BY: SADIE MACDONALD
|Art and Innovation: Traditional Arctic Footwear from the Bata Shoe Museum Collection. Photo Credit: Sadie MacDonald.|
|These shoes rule. Source.|
This exhibition features boots, clothing, and sewing tools from various people who live around the Arctic. Cultures from three continents are represented, from Inuit to Sami to Nenet. The showcases are grouped by region (Greenland, Canada, Alaska, Western Siberia, Eastern Siberia, and Sápmi) and are positioned according to those regions’ respective location around the Arctic within the room’s space (clever, clever). This project is the result of field research organized by the Bata Shoe Museum, and interviews and demonstrations were conducted with the objects’ makers. The opening statement reminds us that “many of the boots in this exhibition have a story to tell.”

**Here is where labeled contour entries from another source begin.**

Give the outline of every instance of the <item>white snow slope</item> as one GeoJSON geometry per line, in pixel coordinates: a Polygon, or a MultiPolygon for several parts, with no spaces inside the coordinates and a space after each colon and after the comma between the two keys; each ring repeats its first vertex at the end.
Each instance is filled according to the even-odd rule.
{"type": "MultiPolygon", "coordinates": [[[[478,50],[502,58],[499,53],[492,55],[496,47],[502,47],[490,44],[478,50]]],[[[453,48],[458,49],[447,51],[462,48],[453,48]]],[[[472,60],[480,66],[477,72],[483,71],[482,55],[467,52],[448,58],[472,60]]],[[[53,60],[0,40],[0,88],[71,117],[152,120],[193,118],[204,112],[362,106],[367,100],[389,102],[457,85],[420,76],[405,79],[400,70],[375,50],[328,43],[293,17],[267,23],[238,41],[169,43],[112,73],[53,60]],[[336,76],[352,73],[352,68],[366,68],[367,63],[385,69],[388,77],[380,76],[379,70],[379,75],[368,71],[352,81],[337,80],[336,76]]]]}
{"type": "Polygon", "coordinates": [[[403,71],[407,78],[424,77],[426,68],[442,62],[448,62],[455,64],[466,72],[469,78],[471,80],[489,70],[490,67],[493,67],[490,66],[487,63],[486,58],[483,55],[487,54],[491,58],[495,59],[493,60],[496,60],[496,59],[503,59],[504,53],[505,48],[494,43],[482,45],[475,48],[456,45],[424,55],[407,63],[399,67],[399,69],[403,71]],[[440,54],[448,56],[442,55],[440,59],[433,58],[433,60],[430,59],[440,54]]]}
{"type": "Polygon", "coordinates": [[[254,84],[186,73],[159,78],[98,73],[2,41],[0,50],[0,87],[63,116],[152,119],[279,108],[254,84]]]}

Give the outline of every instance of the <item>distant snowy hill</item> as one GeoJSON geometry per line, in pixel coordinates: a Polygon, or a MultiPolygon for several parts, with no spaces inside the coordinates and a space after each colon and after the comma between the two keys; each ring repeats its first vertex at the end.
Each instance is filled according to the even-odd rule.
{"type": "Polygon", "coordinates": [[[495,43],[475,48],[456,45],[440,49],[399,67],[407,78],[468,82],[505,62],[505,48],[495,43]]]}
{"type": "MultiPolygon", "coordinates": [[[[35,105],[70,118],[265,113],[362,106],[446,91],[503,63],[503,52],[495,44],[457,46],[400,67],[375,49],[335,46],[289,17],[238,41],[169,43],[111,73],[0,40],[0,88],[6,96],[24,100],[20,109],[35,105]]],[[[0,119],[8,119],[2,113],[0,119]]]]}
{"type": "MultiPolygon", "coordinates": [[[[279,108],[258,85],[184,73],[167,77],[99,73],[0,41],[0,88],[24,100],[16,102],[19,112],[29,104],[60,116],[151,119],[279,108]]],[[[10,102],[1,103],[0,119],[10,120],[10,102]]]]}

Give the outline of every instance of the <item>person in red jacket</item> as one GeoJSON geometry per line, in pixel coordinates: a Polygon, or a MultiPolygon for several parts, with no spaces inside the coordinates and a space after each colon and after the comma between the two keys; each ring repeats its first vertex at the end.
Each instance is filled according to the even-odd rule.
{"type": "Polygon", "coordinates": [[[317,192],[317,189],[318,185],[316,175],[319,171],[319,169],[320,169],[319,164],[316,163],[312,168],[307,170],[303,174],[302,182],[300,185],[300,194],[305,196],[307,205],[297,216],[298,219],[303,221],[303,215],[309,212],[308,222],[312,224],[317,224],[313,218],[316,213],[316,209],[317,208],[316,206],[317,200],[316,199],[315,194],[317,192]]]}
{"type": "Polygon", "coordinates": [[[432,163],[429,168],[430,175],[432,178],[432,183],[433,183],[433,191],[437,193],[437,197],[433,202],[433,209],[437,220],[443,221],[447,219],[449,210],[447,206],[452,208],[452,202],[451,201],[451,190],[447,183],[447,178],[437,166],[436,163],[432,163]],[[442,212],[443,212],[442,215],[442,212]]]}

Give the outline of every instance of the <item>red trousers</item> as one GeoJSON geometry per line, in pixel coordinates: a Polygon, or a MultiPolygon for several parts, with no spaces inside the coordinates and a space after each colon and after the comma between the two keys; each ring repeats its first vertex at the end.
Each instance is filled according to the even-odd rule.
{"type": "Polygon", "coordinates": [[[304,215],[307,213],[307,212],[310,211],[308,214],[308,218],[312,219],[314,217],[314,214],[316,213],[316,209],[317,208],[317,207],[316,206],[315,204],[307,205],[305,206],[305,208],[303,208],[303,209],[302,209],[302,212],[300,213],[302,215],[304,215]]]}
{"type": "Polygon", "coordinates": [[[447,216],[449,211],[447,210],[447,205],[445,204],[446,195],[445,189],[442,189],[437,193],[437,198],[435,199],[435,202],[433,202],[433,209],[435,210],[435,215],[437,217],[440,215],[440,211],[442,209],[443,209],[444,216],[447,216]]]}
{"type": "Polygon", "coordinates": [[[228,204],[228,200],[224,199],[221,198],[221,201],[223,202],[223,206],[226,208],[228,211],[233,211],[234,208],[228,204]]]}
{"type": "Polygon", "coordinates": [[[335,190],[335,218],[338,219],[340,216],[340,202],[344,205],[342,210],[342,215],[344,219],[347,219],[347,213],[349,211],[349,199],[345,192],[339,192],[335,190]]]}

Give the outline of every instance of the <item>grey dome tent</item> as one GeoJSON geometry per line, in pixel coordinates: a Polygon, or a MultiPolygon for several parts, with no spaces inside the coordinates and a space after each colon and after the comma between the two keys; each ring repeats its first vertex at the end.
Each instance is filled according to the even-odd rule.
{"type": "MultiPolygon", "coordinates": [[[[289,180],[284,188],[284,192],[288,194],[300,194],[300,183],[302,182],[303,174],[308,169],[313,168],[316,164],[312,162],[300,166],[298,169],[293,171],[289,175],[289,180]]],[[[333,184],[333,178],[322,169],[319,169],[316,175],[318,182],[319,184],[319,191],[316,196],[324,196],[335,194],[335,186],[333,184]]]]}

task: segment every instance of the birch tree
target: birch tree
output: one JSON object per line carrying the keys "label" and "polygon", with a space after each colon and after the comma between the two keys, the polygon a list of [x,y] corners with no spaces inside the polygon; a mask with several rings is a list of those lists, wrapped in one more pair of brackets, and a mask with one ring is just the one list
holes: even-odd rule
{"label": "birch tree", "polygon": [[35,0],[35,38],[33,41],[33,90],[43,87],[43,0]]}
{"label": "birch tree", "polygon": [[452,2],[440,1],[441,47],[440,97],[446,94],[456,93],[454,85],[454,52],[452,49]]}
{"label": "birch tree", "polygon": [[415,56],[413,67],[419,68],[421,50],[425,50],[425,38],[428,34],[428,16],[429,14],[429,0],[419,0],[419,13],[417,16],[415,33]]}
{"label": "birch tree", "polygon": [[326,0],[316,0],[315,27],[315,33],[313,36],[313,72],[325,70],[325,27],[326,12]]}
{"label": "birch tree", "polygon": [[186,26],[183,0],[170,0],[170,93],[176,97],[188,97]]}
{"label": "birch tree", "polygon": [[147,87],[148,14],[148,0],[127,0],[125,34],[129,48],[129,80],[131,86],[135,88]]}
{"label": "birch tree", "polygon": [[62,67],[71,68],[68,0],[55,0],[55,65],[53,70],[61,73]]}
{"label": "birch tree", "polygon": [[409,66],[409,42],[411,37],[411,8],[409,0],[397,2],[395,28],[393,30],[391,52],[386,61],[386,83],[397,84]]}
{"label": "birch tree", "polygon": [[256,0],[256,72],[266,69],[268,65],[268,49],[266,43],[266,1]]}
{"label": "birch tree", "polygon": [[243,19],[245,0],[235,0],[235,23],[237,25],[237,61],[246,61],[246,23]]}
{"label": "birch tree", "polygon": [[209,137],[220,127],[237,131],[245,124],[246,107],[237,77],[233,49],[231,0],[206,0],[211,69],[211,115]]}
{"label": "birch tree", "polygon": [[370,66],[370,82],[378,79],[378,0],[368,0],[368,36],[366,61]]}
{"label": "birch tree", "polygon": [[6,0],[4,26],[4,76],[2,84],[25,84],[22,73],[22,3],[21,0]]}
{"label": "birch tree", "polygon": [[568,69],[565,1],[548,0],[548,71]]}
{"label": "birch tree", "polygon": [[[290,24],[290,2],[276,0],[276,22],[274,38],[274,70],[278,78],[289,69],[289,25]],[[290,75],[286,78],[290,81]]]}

|The Art and Innovation exhibition's glacial ambience. Photo Credit: Sadie MacDonald.|
While they are all grouped under this exhibit as part of the Arctic in general, the articles on display are from a variety of cultures and were made for a variety of purposes from a variety of materials. Utility, ceremony, gender identity, and straight-up artistry are common themes. Materials include reindeer pelt, seal intestine, grass, fish skin, and duck skin.
|Slippers made from eider duck skin – seriously! Meeko, Silatik. Sanikiluaq, Belcher Islands, Nunavut, Canada. 1989. Photo Credit: Sadie MacDonald.|
|Siberian white reindeer boots. Moldanova, Natasha. Beloyarsk, Ob Basin, Siberia, Russia. 1980s. Photo Credit: Sadie MacDonald.|
|These must have taken forever to make. Okadluk, Leah. Arctic Bay, Northwest Territories, Canada. 1987. Photo Credit: Sadie MacDonald.|
|Take a closer look at that snout. Photo Credit: Sadie MacDonald.|
The exhibited objects are in beautiful condition – lots of glossy pelts and bright colours here! Most of these items were made during the 20th century by skilled craftworkers. It’s an important reminder that these are contemporary objects involved in ongoing cultural traditions and everyday activities, and not artifacts from dead, ancient history as popular perception too often casts indigenous works. Here, they are alive.
True to their word, there are many stories told by these shoes. Give them a listen sometime!